Ingeniero Industrial

Director

IBERISA

48004 BILBAO (SPAIN)

WEB: http://www.iberisa.com

Blog de FEMAP & NX Nastran: http://iberisa.wordpress.com/

## RE: Cantilever (fixed-free beam)with point load - shear deformation

The diagram above is a bit misleading. If the intention is to show the deflected shape for an equal applied deflection at the right hand end, the Timoshenko curve should not be exactly horizontal at the left hand end, and the centre lines should only match at the two ends.
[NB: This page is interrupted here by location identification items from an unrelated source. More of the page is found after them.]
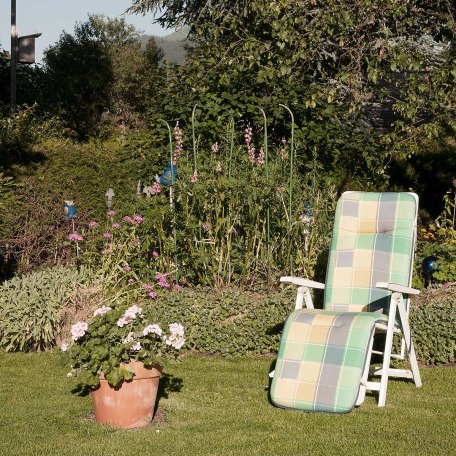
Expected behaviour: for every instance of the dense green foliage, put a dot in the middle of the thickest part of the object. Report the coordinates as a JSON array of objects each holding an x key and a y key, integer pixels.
[
  {"x": 30, "y": 307},
  {"x": 101, "y": 75},
  {"x": 227, "y": 322},
  {"x": 433, "y": 319}
]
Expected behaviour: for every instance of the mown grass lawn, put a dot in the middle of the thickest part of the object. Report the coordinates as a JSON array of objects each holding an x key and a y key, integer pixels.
[{"x": 214, "y": 406}]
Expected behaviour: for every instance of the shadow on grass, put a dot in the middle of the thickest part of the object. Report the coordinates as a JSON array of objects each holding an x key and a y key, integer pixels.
[{"x": 168, "y": 384}]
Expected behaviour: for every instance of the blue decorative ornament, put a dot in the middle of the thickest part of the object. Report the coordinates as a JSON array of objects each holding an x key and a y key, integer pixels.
[
  {"x": 428, "y": 266},
  {"x": 170, "y": 175},
  {"x": 308, "y": 210},
  {"x": 306, "y": 215},
  {"x": 70, "y": 209}
]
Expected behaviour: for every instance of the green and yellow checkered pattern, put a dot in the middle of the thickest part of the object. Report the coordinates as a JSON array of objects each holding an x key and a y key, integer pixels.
[
  {"x": 322, "y": 353},
  {"x": 320, "y": 360}
]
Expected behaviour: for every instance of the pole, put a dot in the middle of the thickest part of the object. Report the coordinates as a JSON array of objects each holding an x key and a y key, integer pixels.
[{"x": 14, "y": 52}]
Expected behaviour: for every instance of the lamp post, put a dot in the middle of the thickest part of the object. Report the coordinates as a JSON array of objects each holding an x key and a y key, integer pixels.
[
  {"x": 14, "y": 49},
  {"x": 22, "y": 51}
]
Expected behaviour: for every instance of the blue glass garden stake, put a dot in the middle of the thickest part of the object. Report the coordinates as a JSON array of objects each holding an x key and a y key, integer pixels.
[
  {"x": 173, "y": 177},
  {"x": 428, "y": 266}
]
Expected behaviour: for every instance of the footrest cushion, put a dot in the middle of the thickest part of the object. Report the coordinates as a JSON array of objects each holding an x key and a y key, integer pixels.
[{"x": 321, "y": 359}]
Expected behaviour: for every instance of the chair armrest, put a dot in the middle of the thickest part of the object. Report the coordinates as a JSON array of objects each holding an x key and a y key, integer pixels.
[
  {"x": 302, "y": 282},
  {"x": 397, "y": 288}
]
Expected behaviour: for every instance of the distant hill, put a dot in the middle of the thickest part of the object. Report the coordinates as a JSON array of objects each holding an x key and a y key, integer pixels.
[{"x": 172, "y": 44}]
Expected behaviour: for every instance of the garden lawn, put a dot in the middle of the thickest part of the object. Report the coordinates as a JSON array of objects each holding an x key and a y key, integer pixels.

Also Q and M will obviously be smaller for the Timoshenko curve than the Euler-Bernoulli.

Doug Jenkins

Interactive Design Services

http://newtonexcelbach.wordpress.com/

## RE: Cantilever (fixed-free beam)with point load - shear deformation

I think I asked a simple question

If this is the explanation for cantilever beam with point load at the end, so im fine and understood.

## RE: Cantilever (fixed-free beam)with point load - shear deformation

My second sentence is referring to the diagram immediately above, which is a cantilever with a transverse point load at one end.

Did you try drawing some sketches of deflection shape due to flexural and shear deformation?

It would be instructive to draw a corrected version of the diagram posted by BlasMolero:

1. Assuming equal deflection at the right hand end.

2. Assuming equal transverse point load at the right hand end.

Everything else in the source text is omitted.